I shut down Node 3. The application kept running without interruption on nodes 1 and 2. No errors, no timeouts. Two hundred users who noticed nothing.

Then I restarted Node 3. What happened:

  1. The node started and contacted the others via wsrep_cluster_address
  2. The transaction gap was small, so it received an **IST** (Incremental State Transfer) — only the missing transactions
  3. In less than a minute it was Synced again

If the node had stayed down longer and the gcache had been exceeded, it would have received a full SST — the entire dataset. That’s why the gcache.size parameter matters:

wsrep_provider_options="gcache.size=512M"

A larger gcache means the cluster can tolerate longer node downtime without requiring a full SST. In the client’s case, with about 80-100 MB of transactions per day, a 512 MB gcache covered nearly a week of absence.

The client watched Node 3 come back in sync and said: “So the next time we need to do maintenance on a server, we don’t have to stop everything?” Exactly. That was the point.


Production readiness checklist #

Before declaring the cluster ready to the client, I verified every point:

  • Same MariaDB version on all nodes
  • wsrep_cluster_size = 3
  • wsrep_cluster_status = Primary on all nodes
  • wsrep_local_state_comment = Synced on all nodes
  • Write test on Node 1, read verification on Node 2 and 3
  • Shutdown test on one node: the cluster keeps running
  • Rejoin test: the node returns to Synced without a full SST
  • SST user configured and working
  • Firewall verified on all ports (3306, 4567, 4568, 4444)
  • Monitoring active on wsrep_cluster_status and wsrep_flow_control_paused
  • Backup configured (on ONE node, not all three)
  • Application reconfigured to point to the load balancer or VIP

Six months later #

I heard from the client six months after going to production. In the meantime they had two scheduled reboots for system updates and one unexpected disk failure on one of the nodes. In all three cases, the application never stopped working. Zero unplanned downtime.

What struck me most was his comment: “We used to live with the anxiety of the database going down. Now we don’t think about it anymore.”

That’s the real value of a well-configured Galera cluster. It’s not the technology itself — it’s the peace of mind it brings. The certainty that a single failure no longer stops the business.

The technical part is the easiest. What makes the difference is understanding why each parameter is set a certain way, what happens when things go wrong, and how to diagnose problems before they become emergencies. A cluster that works in a demo and one that holds in production: the distance between the two is all in the details I’ve described here.


Glossary #

Quorum — Majority-based consensus mechanism. With 3 nodes the quorum is 2: if one fails, the other two continue operating. This is what prevents split-brain.

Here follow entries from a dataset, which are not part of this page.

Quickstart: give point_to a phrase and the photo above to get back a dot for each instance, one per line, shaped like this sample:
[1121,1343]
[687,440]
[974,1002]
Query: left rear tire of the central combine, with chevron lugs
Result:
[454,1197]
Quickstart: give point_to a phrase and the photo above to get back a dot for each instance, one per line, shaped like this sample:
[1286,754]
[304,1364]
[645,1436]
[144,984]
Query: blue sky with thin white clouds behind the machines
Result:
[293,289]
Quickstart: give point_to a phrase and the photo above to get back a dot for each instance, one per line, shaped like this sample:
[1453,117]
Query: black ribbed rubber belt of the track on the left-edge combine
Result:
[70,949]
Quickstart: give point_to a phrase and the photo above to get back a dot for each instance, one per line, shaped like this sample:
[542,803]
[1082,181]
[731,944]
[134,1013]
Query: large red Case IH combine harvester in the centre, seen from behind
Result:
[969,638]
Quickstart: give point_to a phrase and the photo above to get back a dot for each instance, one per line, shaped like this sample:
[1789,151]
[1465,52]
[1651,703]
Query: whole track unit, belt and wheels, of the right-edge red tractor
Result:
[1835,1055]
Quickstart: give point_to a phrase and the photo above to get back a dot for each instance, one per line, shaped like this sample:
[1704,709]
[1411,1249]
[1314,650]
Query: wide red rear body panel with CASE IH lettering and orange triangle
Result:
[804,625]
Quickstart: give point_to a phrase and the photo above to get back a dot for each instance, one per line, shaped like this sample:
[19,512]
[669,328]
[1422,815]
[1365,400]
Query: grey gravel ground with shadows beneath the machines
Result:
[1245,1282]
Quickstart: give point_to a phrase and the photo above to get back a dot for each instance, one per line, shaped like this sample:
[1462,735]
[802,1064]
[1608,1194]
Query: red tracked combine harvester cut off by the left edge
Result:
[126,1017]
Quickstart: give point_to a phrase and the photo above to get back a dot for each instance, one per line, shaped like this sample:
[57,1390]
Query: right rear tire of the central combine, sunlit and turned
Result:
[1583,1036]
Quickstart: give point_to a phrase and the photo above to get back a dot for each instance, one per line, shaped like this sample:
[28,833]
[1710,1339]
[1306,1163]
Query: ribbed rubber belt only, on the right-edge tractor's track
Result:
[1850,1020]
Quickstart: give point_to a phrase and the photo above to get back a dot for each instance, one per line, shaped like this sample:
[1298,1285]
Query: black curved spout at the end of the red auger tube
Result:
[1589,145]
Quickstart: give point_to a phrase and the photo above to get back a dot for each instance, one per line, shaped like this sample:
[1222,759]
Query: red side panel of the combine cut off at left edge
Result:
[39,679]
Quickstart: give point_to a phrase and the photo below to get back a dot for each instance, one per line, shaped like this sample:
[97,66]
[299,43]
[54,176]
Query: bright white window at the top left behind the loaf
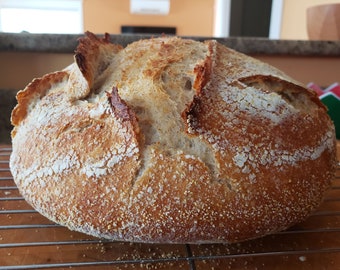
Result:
[41,16]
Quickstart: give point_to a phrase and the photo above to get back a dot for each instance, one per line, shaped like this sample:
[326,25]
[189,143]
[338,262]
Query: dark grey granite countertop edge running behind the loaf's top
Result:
[66,43]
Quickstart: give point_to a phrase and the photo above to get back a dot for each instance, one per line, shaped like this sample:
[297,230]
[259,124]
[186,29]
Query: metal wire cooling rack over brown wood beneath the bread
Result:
[30,241]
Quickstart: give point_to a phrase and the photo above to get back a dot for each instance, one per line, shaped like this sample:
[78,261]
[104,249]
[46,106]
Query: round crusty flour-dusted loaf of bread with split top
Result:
[171,140]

SST — State Snapshot Transfer: mechanism by which a node joining the cluster receives a complete copy of the entire dataset from a donor node. The recommended method is mariabackup.

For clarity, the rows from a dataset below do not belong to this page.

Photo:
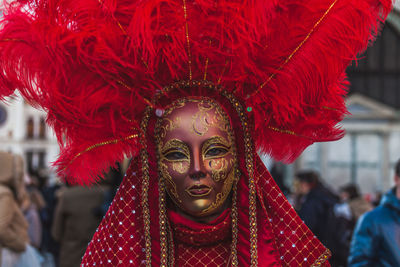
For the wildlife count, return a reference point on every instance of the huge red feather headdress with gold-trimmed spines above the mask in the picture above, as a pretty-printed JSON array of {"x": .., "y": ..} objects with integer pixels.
[{"x": 94, "y": 65}]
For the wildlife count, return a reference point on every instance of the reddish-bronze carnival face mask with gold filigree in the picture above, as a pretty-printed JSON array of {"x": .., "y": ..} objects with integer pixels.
[{"x": 197, "y": 156}]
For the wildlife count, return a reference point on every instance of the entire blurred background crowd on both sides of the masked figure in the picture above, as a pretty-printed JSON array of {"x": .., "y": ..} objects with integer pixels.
[{"x": 50, "y": 224}]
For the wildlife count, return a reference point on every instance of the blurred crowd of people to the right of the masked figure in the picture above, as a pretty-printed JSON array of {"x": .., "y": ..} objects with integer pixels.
[{"x": 358, "y": 232}]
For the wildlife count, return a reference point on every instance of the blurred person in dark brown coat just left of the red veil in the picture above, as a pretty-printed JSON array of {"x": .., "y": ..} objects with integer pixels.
[{"x": 75, "y": 221}]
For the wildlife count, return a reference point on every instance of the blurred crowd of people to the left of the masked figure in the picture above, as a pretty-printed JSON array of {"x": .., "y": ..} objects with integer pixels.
[{"x": 47, "y": 224}]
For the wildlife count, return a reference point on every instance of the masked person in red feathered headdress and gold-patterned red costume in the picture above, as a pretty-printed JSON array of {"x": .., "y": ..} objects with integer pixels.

IST — Incremental State Transfer: transfer of only the missing transactions to a node rejoining the cluster after a brief absence. Much faster than a full SST.

WSREP — Write Set Replication: synchronous replication API and protocol used by Galera Cluster. Each transaction is replicated to all nodes before commit through a certification process.

Split-brain — Critical condition where two parts of the cluster operate independently accepting divergent writes. Quorum prevents it: only the partition with the majority of nodes can continue operating.